To run the example as a producer:
java -jar target/kafka-serializer-1.0-SNAPSHOT-jar-with-dependencies.jar produce kryo test-topic
This will connect to kafka on the default port and start producing kryo serialized readings on the test-topic topic.
To start a consumer:
java -jar target/kafka-serializer-1.0-SNAPSHOT-jar-with-dependencies.jar consume kryo test-topic
This will also connect kafka and consume and print the readings.
More details on the different options that can be supplied can be found in the readme.
Conclusion
The new Kafka API is very clean and very easy to use. Creating serializers is simple; you just have to pick a format. I would suggest to go with whatever method you currently use as long at it can translate between your objects and byte arrays.

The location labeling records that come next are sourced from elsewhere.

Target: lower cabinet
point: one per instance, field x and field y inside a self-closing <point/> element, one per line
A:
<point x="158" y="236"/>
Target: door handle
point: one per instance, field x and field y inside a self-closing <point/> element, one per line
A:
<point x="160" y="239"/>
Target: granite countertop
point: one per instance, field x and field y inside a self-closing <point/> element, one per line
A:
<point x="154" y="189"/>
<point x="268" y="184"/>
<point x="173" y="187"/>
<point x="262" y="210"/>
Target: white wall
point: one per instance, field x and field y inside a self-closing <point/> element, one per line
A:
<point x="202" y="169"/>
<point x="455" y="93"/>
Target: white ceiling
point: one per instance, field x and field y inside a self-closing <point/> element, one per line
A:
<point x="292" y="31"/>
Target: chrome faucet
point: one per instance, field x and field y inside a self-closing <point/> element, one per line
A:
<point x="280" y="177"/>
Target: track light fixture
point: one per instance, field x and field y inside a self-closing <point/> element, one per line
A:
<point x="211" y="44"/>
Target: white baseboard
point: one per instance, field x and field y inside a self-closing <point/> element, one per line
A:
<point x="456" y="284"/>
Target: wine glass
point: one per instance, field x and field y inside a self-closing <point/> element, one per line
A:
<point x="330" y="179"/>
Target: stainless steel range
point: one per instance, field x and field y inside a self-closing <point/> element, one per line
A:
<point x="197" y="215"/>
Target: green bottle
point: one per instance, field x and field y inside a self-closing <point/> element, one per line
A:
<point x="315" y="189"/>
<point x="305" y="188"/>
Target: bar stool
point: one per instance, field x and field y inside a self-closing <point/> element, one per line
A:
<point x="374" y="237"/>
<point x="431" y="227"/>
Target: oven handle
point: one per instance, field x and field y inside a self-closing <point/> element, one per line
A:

One downside of the new API is that the Spark Kafka connector does not support it yet. It depends on an older Kafka API that does not accept serializers. A way to temporarily circumvent this is to Base64 en/decode byte arrays to strings before pushing them into the queue and then manually call the serializers on them. This bit can then be removed when Spark supports the new API.
I hope you enjoyed the read. Let me know if anything is unclear!